村井理子著『家族』に描かれた、村井さんのご家族のややこしさは、絡まってしまったネックレスの鎖みたいだと思った。めっちゃくちゃ華奢な鎖のやつ。鎖は繊細なほど、しつこく複雑に絡みつき、簡単には解けない。
息をのんで、一気に読んだ。2時間半くらい。ページを捲る手が止まらず、読み終わる頃には日が落ちて、部屋は暗くなっていた。灯りをつけるのも忘れるほど、のめり込んだ。鳥目と涙腺の決壊(どこで、とはここでは言わない)のコンビネーションで、目が満身創痍。身ではなく、目だけれども。
父、母、兄、妹(村井さん)。物語は村井さんの一人称で運ぶ。お洒落なご両親は港町でジャズ喫茶を経営していた。諍いを避けるために気を遣いまくりの村井さんは、子どもの頃からどこまでも村井さんだ。表情まで目に浮かぶよう。
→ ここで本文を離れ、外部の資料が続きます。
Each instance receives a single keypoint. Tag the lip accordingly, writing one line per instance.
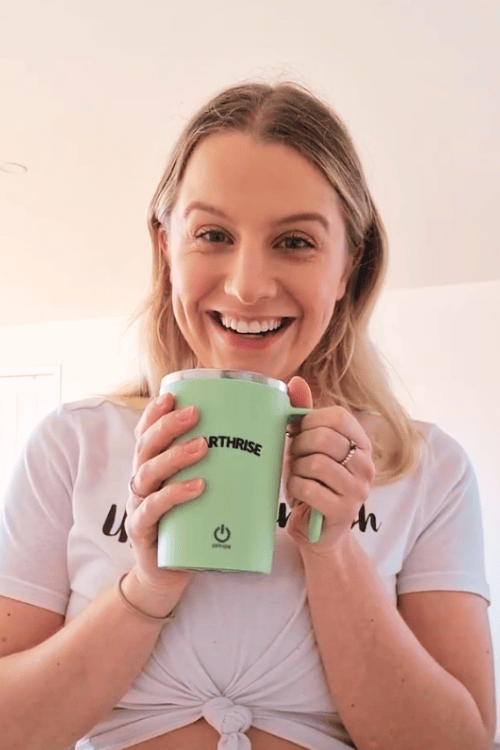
(233, 339)
(248, 319)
道路に金魚を並べてしまうお兄ちゃんは確かに問題児ではあるものの、ややこし過ぎて手に負えない人たちで構成されるエキセントリックな家族、というわけでは、決してない。しかし、一家を「家族というチーム」とするならば、そこには確実に不和がある。
不和とは、たとえば誰かが刑事事件を犯したことにより一家に歪みが……といった、第三者の目にわかりやすいような問題ではない。簡単には文字化できないような、うまく説明できないような、そもそも何が悪くてそうなってしまったのかもわからないような、きわめて曖昧な、家族というチームの「内に向かう」ような問題だ。そのわかりにくさを村井さんは丹念に言語化しようとする。茫漠としていた問題に、言語という形を与えていくことで、曖昧さを可視化する。まるで、消化不良だった家族との関係を消化していくような筆。
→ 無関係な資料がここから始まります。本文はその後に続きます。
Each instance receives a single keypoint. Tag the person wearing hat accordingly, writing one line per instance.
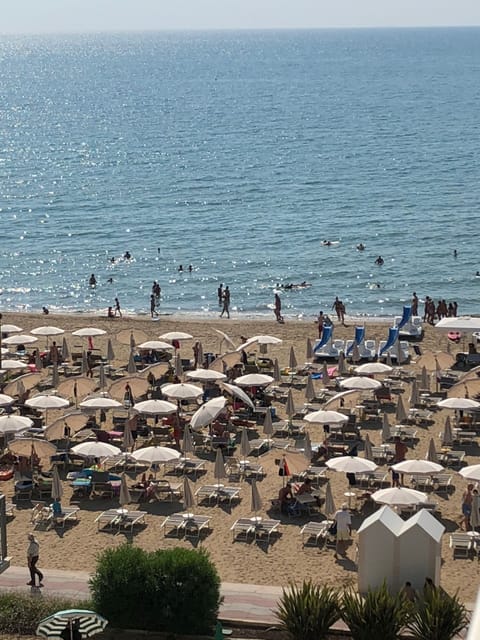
(343, 520)
(33, 553)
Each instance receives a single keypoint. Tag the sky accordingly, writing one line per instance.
(64, 16)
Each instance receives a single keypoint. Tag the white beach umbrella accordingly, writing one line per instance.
(432, 452)
(326, 417)
(254, 380)
(206, 375)
(219, 472)
(95, 450)
(351, 464)
(399, 496)
(400, 413)
(88, 332)
(182, 391)
(11, 423)
(156, 455)
(20, 338)
(458, 403)
(359, 382)
(207, 412)
(155, 407)
(423, 467)
(309, 390)
(370, 368)
(235, 391)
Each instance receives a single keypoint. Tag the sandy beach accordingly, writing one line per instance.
(284, 559)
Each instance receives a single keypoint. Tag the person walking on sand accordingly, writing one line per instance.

息の詰まる場面が、ガス抜きされずに積み重なり、そうして一家の日常が続いていく。
父に好かれるために、母に安心してもらうために、私は一瞬でメニューを選んだ。そのたびに母が「あなたは本当に賢い」と言うのを楽しみにしていた。お子様ランチ。お子様プレート。それを選べば誰もが幸せになれる。少なくとも、両親は。自分が食べたいものを選ぶなんてことは二の次で、いかに早くメニューを選ぶか、いかに両親を待たせないか、それだけに集中した。お子様ランチがなければ、父や母と同じものを頼めばいい。そうすれば兄のようにみっともない姿を晒さずに済む。(村井理子『家族』P23)
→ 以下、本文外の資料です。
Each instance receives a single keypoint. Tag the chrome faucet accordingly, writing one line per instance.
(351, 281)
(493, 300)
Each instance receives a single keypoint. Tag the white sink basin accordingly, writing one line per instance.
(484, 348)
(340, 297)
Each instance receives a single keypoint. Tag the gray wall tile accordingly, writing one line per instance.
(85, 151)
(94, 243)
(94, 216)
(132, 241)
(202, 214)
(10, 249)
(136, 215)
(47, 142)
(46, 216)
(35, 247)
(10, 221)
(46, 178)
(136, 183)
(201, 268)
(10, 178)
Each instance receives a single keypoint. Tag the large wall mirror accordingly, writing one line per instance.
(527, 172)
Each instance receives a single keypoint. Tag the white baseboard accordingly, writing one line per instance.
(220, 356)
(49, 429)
たとえば外食のシーン。これだけで、ひどく緊張する。やんちゃだが優しい兄、兄にことさら冷たく当たる父、戸惑いがちで本心がわかりにくい母、立ち回り方を知っている賢い妹。誰が決定的に悪い、というわけではない。そして、全員が全員に対していろんな感情を抱えてはいるものの、誰かが誰かを決定的に憎みきっている、というわけでもない。村井さんのご家族に、己の家族を投影してしまう理由は、この感覚がリアルだからだ。
ほとんどは取るに足らないような、小さな違和だったのだと思う。でも、それらは年月を経るごとに複雑に絡みあい、堅い結び目みたいになって、気がついたときには解き難くなってしまっていた。そんな感じ。
ときにこうした問題は、家族でなければ、かえってややこしくはならずに済む。何某かの微妙な違和が起きる。そのとき、他人どうしであれば、わりと早い段階、つまり問題が複雑化する前に、心を尽くしてなんとかそれをおさめようとする。あるいは、なんとかせずに離れる。決裂する。どうあれ、放置せず、着地させようとする。でも、家族は、そうはいかない。長く続く関係であるという前提のもと、家族は、そこに、在る。面倒でも捨てきれない。問題ごと全部、ひとまとめにして、ずっと、在る。
ガチガチに絡まった鎖は、力任せに引っ張ると、切れる。そういうこともわかるものだから、できれば見ないふりをして、そっとしておきたい。でも、そうしているうちに、気が付けば取り返しがつかなくなっていたりする。村井さんは、父を亡くし、母を亡くし、兄を亡くす。村井さんが一人ぼっちになった時点で、問題そのものは消滅する。何を正すべきで、何を正さないべきで、何が悪くて、どうしてこうなったのか。それに対する答え合わせなどなしに、ただ消滅する。『家族』という作品が収束するとき、「家族は、ずっと、在る」という前提は、幻でしかないということを再認識させられる。